PENSACOLA, Fla. — The giant oil spill in the Gulf of Mexico has smeared Louisiana with the most crude but has been hardest on Florida’s economy in terms of lost wages and income.
The office responsible for doling out $20 billion in compensation from British oil company BP PLC has already sent thousands of checks to Florida worth a combined $1 billion.
Louisiana’s take from the Gulf Coast Claims Facility: $911 million.
Whether the Sunshine State ultimately outstrips the Pelican State in this grim contest is unclear, because the claims facility is just beginning to shift from issuing emergency reimbursements to making final payments covering losses not only for 2010 but for all years to come.
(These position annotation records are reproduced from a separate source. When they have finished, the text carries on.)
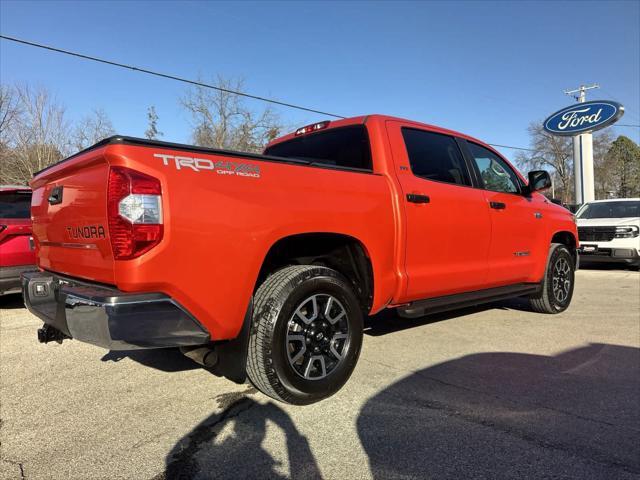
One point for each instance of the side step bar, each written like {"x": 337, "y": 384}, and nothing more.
{"x": 427, "y": 306}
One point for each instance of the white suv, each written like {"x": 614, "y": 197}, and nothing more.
{"x": 608, "y": 231}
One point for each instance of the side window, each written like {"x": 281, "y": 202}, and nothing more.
{"x": 496, "y": 175}
{"x": 435, "y": 157}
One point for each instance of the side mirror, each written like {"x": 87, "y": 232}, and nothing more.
{"x": 539, "y": 180}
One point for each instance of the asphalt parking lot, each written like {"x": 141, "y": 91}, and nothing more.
{"x": 490, "y": 392}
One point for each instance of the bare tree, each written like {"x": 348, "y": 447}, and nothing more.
{"x": 623, "y": 164}
{"x": 91, "y": 129}
{"x": 553, "y": 153}
{"x": 9, "y": 112}
{"x": 36, "y": 136}
{"x": 152, "y": 131}
{"x": 221, "y": 120}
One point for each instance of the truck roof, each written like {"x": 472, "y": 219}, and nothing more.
{"x": 363, "y": 119}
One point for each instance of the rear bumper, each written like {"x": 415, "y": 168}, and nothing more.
{"x": 108, "y": 317}
{"x": 10, "y": 278}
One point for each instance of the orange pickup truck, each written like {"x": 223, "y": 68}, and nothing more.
{"x": 264, "y": 266}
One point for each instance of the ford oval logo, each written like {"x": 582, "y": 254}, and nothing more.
{"x": 584, "y": 117}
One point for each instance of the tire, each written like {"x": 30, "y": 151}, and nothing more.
{"x": 295, "y": 322}
{"x": 559, "y": 279}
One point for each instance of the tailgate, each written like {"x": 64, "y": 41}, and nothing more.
{"x": 69, "y": 211}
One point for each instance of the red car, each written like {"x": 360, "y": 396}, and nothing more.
{"x": 17, "y": 253}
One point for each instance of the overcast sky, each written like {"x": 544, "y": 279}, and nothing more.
{"x": 486, "y": 69}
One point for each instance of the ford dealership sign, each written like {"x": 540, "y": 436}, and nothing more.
{"x": 584, "y": 117}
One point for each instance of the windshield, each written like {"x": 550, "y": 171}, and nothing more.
{"x": 15, "y": 205}
{"x": 610, "y": 210}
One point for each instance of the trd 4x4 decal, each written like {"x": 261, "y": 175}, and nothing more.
{"x": 221, "y": 167}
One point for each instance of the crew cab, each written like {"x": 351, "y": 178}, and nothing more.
{"x": 263, "y": 266}
{"x": 17, "y": 254}
{"x": 609, "y": 231}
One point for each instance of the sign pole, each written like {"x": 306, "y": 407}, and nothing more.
{"x": 583, "y": 155}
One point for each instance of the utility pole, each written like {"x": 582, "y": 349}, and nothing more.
{"x": 583, "y": 153}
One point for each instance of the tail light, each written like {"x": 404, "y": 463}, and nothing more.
{"x": 134, "y": 208}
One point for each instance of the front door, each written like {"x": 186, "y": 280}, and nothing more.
{"x": 515, "y": 222}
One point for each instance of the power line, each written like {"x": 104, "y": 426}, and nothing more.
{"x": 164, "y": 75}
{"x": 205, "y": 85}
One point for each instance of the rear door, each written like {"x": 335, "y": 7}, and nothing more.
{"x": 516, "y": 222}
{"x": 15, "y": 227}
{"x": 448, "y": 227}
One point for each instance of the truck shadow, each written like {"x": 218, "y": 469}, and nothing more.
{"x": 510, "y": 415}
{"x": 486, "y": 415}
{"x": 230, "y": 444}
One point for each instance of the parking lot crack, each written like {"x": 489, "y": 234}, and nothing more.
{"x": 20, "y": 465}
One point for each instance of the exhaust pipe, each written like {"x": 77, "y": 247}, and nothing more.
{"x": 48, "y": 334}
{"x": 205, "y": 356}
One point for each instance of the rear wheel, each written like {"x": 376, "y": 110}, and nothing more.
{"x": 557, "y": 286}
{"x": 306, "y": 334}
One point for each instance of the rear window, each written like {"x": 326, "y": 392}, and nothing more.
{"x": 341, "y": 147}
{"x": 15, "y": 205}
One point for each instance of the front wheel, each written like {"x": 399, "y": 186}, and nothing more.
{"x": 306, "y": 334}
{"x": 557, "y": 286}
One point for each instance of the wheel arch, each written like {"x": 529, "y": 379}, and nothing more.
{"x": 343, "y": 253}
{"x": 568, "y": 239}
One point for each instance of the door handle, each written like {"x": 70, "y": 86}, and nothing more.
{"x": 417, "y": 198}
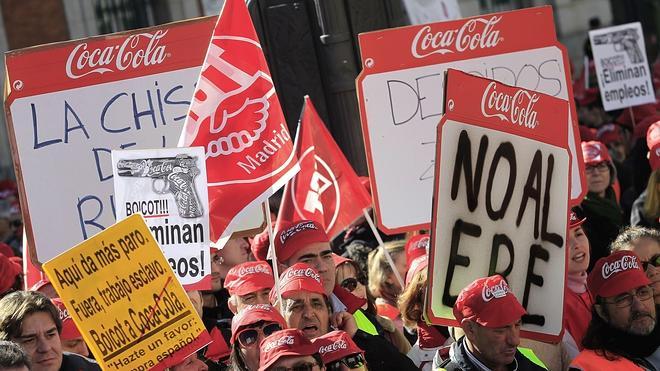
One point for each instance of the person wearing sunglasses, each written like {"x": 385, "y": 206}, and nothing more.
{"x": 251, "y": 325}
{"x": 289, "y": 350}
{"x": 339, "y": 352}
{"x": 623, "y": 330}
{"x": 645, "y": 242}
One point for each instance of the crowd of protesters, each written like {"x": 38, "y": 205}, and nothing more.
{"x": 343, "y": 305}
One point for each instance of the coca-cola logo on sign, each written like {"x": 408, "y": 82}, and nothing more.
{"x": 474, "y": 34}
{"x": 140, "y": 50}
{"x": 516, "y": 109}
{"x": 625, "y": 263}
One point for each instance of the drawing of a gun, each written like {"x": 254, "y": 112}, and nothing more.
{"x": 623, "y": 40}
{"x": 178, "y": 174}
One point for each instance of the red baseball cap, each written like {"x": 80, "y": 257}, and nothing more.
{"x": 253, "y": 314}
{"x": 489, "y": 302}
{"x": 335, "y": 345}
{"x": 289, "y": 342}
{"x": 417, "y": 246}
{"x": 595, "y": 152}
{"x": 296, "y": 235}
{"x": 298, "y": 277}
{"x": 653, "y": 142}
{"x": 248, "y": 277}
{"x": 616, "y": 274}
{"x": 69, "y": 329}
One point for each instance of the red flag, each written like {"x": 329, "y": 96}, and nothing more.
{"x": 236, "y": 116}
{"x": 326, "y": 189}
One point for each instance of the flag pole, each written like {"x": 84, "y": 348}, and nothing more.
{"x": 380, "y": 245}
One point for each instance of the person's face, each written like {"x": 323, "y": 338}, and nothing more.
{"x": 346, "y": 274}
{"x": 637, "y": 318}
{"x": 578, "y": 245}
{"x": 319, "y": 256}
{"x": 41, "y": 341}
{"x": 288, "y": 362}
{"x": 307, "y": 312}
{"x": 598, "y": 177}
{"x": 495, "y": 347}
{"x": 77, "y": 346}
{"x": 191, "y": 363}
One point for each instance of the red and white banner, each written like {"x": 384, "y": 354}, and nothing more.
{"x": 326, "y": 189}
{"x": 236, "y": 116}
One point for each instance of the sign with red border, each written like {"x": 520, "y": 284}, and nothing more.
{"x": 501, "y": 198}
{"x": 401, "y": 100}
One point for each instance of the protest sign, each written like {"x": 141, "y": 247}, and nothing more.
{"x": 400, "y": 96}
{"x": 124, "y": 299}
{"x": 168, "y": 187}
{"x": 71, "y": 103}
{"x": 501, "y": 194}
{"x": 326, "y": 189}
{"x": 624, "y": 76}
{"x": 236, "y": 116}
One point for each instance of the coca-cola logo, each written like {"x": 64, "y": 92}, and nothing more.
{"x": 625, "y": 263}
{"x": 284, "y": 340}
{"x": 474, "y": 34}
{"x": 516, "y": 109}
{"x": 139, "y": 50}
{"x": 498, "y": 291}
{"x": 291, "y": 231}
{"x": 337, "y": 345}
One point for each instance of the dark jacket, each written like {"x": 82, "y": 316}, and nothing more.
{"x": 381, "y": 354}
{"x": 458, "y": 360}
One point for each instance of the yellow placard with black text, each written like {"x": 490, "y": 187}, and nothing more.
{"x": 125, "y": 299}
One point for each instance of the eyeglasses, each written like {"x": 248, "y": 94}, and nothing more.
{"x": 353, "y": 362}
{"x": 624, "y": 301}
{"x": 654, "y": 262}
{"x": 250, "y": 336}
{"x": 601, "y": 167}
{"x": 309, "y": 366}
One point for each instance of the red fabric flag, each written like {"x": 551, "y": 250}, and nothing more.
{"x": 236, "y": 116}
{"x": 326, "y": 189}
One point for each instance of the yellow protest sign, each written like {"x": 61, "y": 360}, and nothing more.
{"x": 125, "y": 299}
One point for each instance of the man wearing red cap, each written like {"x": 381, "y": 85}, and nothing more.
{"x": 623, "y": 325}
{"x": 248, "y": 284}
{"x": 489, "y": 314}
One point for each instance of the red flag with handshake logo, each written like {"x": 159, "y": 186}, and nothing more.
{"x": 236, "y": 116}
{"x": 326, "y": 189}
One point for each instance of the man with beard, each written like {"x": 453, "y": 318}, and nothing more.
{"x": 623, "y": 327}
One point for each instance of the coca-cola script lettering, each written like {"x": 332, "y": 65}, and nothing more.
{"x": 136, "y": 51}
{"x": 517, "y": 109}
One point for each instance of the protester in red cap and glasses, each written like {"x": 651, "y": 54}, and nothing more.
{"x": 646, "y": 208}
{"x": 600, "y": 205}
{"x": 249, "y": 327}
{"x": 623, "y": 326}
{"x": 339, "y": 352}
{"x": 305, "y": 306}
{"x": 289, "y": 350}
{"x": 490, "y": 315}
{"x": 578, "y": 300}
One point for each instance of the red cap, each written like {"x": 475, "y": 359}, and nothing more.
{"x": 653, "y": 142}
{"x": 298, "y": 277}
{"x": 335, "y": 345}
{"x": 248, "y": 277}
{"x": 489, "y": 302}
{"x": 69, "y": 329}
{"x": 296, "y": 235}
{"x": 594, "y": 152}
{"x": 289, "y": 342}
{"x": 253, "y": 314}
{"x": 417, "y": 246}
{"x": 9, "y": 270}
{"x": 616, "y": 274}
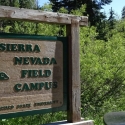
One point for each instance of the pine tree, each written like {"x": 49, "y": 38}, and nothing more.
{"x": 11, "y": 26}
{"x": 92, "y": 7}
{"x": 123, "y": 12}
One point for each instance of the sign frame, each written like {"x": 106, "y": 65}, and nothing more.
{"x": 64, "y": 41}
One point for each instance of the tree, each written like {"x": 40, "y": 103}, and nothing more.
{"x": 11, "y": 26}
{"x": 123, "y": 12}
{"x": 92, "y": 7}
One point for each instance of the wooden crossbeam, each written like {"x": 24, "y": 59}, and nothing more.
{"x": 15, "y": 13}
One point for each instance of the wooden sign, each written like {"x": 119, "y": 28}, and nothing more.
{"x": 31, "y": 74}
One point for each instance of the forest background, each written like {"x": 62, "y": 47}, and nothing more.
{"x": 102, "y": 56}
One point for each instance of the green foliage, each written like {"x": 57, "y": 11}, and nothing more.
{"x": 92, "y": 9}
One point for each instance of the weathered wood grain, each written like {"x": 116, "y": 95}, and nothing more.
{"x": 7, "y": 12}
{"x": 74, "y": 113}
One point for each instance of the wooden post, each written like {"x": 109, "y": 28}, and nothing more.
{"x": 74, "y": 113}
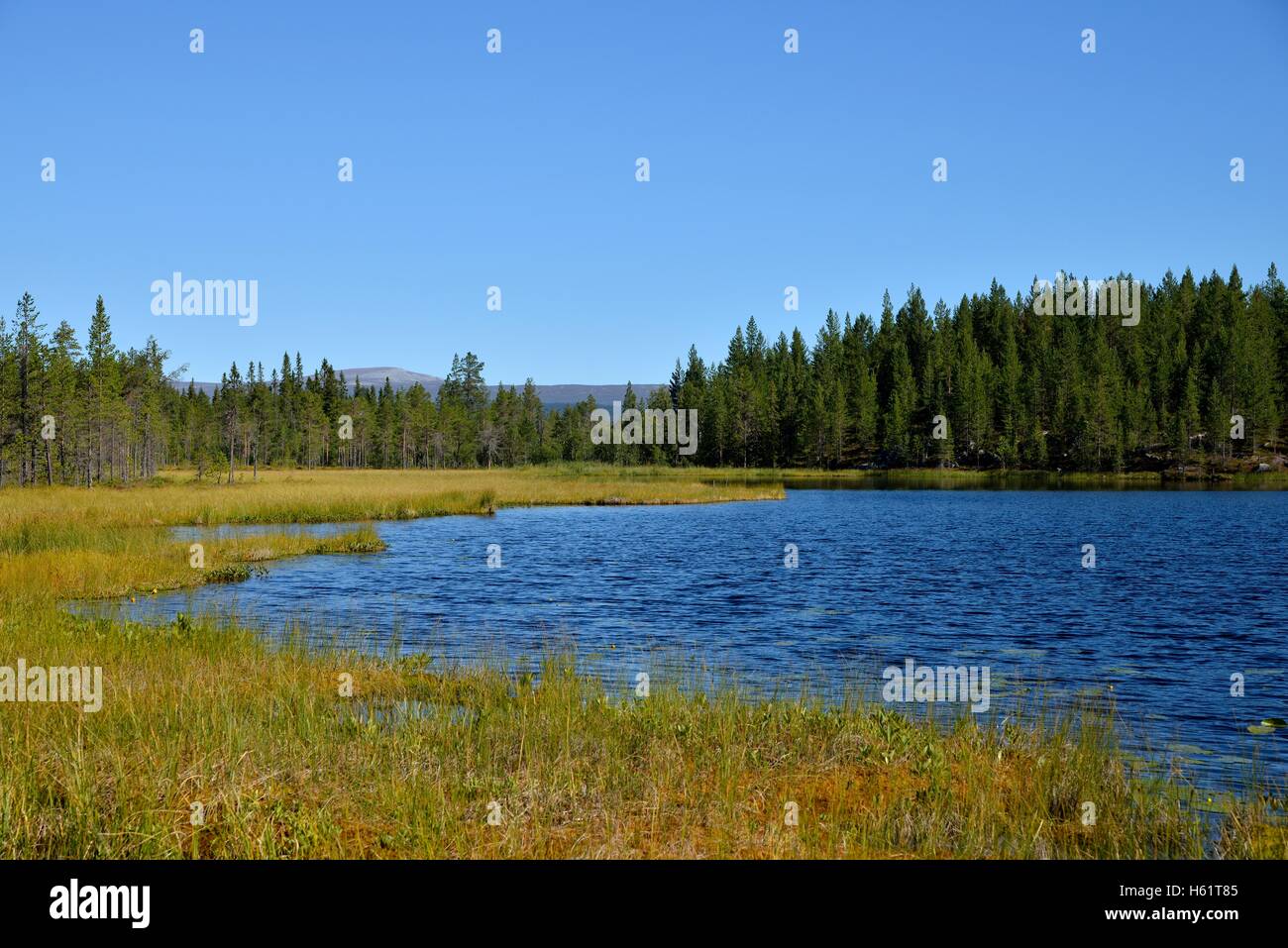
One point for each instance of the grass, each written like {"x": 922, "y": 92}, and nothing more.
{"x": 73, "y": 544}
{"x": 281, "y": 759}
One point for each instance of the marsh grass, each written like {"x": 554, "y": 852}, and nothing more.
{"x": 256, "y": 729}
{"x": 206, "y": 712}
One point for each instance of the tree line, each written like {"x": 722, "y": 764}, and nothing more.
{"x": 995, "y": 381}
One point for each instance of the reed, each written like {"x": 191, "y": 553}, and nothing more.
{"x": 262, "y": 734}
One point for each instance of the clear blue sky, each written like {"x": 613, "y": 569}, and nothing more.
{"x": 518, "y": 170}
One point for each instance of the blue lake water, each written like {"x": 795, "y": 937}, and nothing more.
{"x": 1188, "y": 590}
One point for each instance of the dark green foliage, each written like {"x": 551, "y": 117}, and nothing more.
{"x": 1008, "y": 385}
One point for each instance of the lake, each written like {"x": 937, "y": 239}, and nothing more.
{"x": 1186, "y": 591}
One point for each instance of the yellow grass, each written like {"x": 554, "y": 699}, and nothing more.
{"x": 282, "y": 762}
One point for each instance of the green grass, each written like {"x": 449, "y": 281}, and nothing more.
{"x": 282, "y": 764}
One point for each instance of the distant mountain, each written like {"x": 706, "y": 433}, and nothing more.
{"x": 550, "y": 395}
{"x": 398, "y": 377}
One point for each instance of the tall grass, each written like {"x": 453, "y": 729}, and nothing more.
{"x": 256, "y": 734}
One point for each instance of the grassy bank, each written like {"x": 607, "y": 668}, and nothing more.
{"x": 75, "y": 543}
{"x": 279, "y": 759}
{"x": 279, "y": 764}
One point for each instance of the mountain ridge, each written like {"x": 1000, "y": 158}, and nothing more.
{"x": 399, "y": 378}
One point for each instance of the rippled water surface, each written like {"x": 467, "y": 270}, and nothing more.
{"x": 1188, "y": 590}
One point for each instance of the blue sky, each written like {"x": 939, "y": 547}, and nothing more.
{"x": 518, "y": 170}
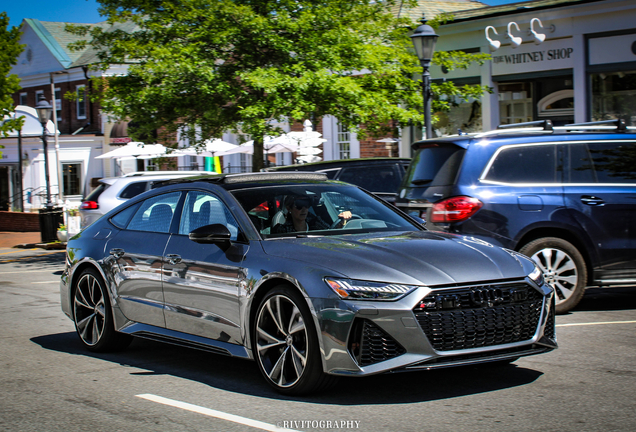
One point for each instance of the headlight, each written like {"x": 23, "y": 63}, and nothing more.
{"x": 365, "y": 290}
{"x": 537, "y": 276}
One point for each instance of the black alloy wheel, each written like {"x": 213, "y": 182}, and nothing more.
{"x": 92, "y": 315}
{"x": 563, "y": 268}
{"x": 286, "y": 344}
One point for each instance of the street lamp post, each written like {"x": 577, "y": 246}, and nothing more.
{"x": 44, "y": 110}
{"x": 424, "y": 39}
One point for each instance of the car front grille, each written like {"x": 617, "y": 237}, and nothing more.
{"x": 479, "y": 316}
{"x": 369, "y": 344}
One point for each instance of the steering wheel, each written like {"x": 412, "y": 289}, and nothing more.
{"x": 337, "y": 221}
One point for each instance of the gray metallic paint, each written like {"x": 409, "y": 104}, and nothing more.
{"x": 425, "y": 259}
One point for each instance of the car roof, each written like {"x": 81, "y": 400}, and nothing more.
{"x": 232, "y": 181}
{"x": 542, "y": 129}
{"x": 324, "y": 165}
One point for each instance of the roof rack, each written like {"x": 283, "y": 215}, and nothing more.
{"x": 617, "y": 124}
{"x": 281, "y": 175}
{"x": 546, "y": 124}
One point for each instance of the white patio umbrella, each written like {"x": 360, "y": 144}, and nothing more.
{"x": 135, "y": 149}
{"x": 213, "y": 147}
{"x": 269, "y": 146}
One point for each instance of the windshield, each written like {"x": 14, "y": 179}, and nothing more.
{"x": 324, "y": 209}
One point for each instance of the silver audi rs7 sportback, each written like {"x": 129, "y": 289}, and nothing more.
{"x": 312, "y": 278}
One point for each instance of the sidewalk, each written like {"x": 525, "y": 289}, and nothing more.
{"x": 26, "y": 240}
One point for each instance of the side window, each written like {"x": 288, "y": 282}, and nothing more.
{"x": 581, "y": 166}
{"x": 133, "y": 189}
{"x": 120, "y": 220}
{"x": 202, "y": 208}
{"x": 524, "y": 164}
{"x": 612, "y": 162}
{"x": 155, "y": 214}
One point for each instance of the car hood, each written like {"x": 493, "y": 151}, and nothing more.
{"x": 418, "y": 258}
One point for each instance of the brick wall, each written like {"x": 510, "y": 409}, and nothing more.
{"x": 19, "y": 222}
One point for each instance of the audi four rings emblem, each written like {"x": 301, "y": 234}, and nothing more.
{"x": 486, "y": 296}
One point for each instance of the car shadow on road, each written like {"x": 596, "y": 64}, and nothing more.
{"x": 43, "y": 259}
{"x": 607, "y": 299}
{"x": 242, "y": 376}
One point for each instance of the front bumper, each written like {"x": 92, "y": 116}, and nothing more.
{"x": 437, "y": 327}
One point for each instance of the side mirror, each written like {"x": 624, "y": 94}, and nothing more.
{"x": 211, "y": 234}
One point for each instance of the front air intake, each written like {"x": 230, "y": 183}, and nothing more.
{"x": 369, "y": 344}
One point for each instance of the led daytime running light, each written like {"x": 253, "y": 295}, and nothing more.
{"x": 363, "y": 290}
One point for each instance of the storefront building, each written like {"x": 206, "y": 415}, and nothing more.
{"x": 563, "y": 60}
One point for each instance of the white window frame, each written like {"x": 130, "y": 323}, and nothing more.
{"x": 80, "y": 176}
{"x": 58, "y": 103}
{"x": 83, "y": 101}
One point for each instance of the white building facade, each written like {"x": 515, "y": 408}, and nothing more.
{"x": 567, "y": 61}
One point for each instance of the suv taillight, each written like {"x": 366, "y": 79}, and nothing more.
{"x": 456, "y": 209}
{"x": 89, "y": 205}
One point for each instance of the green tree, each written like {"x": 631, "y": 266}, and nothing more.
{"x": 9, "y": 83}
{"x": 207, "y": 66}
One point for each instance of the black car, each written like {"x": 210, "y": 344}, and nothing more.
{"x": 565, "y": 196}
{"x": 344, "y": 285}
{"x": 381, "y": 176}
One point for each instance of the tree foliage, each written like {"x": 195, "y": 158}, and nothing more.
{"x": 9, "y": 83}
{"x": 207, "y": 66}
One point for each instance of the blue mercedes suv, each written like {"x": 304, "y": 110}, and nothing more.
{"x": 564, "y": 196}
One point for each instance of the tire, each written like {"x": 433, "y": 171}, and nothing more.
{"x": 286, "y": 344}
{"x": 93, "y": 316}
{"x": 563, "y": 267}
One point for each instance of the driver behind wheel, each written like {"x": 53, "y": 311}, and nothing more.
{"x": 299, "y": 219}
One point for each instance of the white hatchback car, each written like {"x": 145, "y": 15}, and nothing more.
{"x": 113, "y": 191}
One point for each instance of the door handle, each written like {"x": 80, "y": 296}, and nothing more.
{"x": 592, "y": 200}
{"x": 173, "y": 258}
{"x": 117, "y": 252}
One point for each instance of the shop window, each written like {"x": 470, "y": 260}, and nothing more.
{"x": 614, "y": 96}
{"x": 515, "y": 103}
{"x": 343, "y": 141}
{"x": 463, "y": 115}
{"x": 72, "y": 178}
{"x": 557, "y": 104}
{"x": 81, "y": 102}
{"x": 58, "y": 104}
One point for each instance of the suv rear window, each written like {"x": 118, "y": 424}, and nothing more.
{"x": 93, "y": 196}
{"x": 603, "y": 163}
{"x": 524, "y": 164}
{"x": 435, "y": 165}
{"x": 381, "y": 178}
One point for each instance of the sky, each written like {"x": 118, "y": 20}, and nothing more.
{"x": 82, "y": 11}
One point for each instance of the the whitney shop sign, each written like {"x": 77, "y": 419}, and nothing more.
{"x": 550, "y": 55}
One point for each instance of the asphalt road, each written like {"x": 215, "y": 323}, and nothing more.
{"x": 48, "y": 382}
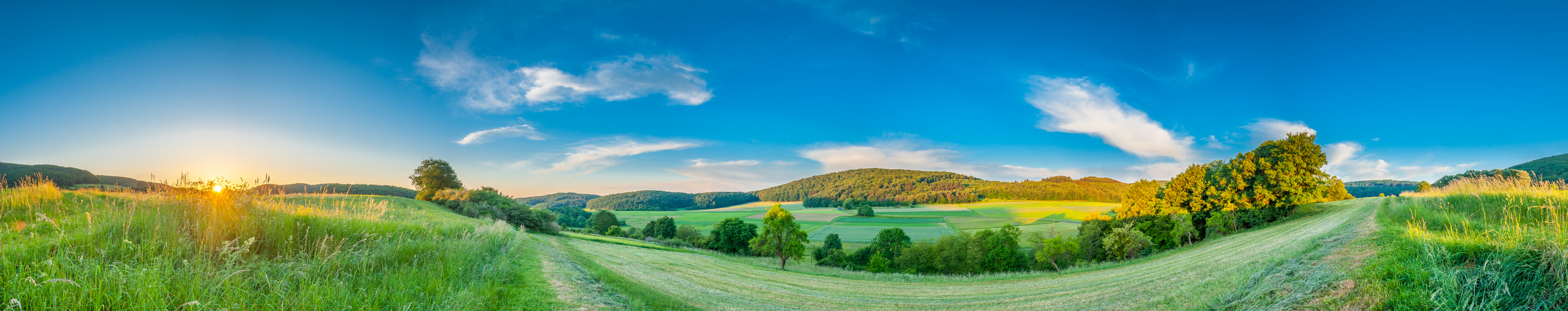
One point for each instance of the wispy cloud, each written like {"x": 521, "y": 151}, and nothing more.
{"x": 492, "y": 86}
{"x": 1346, "y": 160}
{"x": 598, "y": 156}
{"x": 1076, "y": 105}
{"x": 504, "y": 132}
{"x": 1274, "y": 129}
Those confident or desperate enough to calculate future losses as well as current ones must sign away their right to sue BP to receive the full amount in a final check.
“I have no idea about the long-term impact, and what Florida claimants are going to want,” said Kenneth Feinberg, the lawyer appointed by President Barack Obama to run the claims process. Feinberg, who took over from BP in August, has become a household name from Panama City, Fla., to Plaquemines Parish, La.
Much of the fate of BP claimants is in Feinberg’s hands. He sets rules for who gets payments and how much they get to compensate for losses caused by the undersea oil gusher.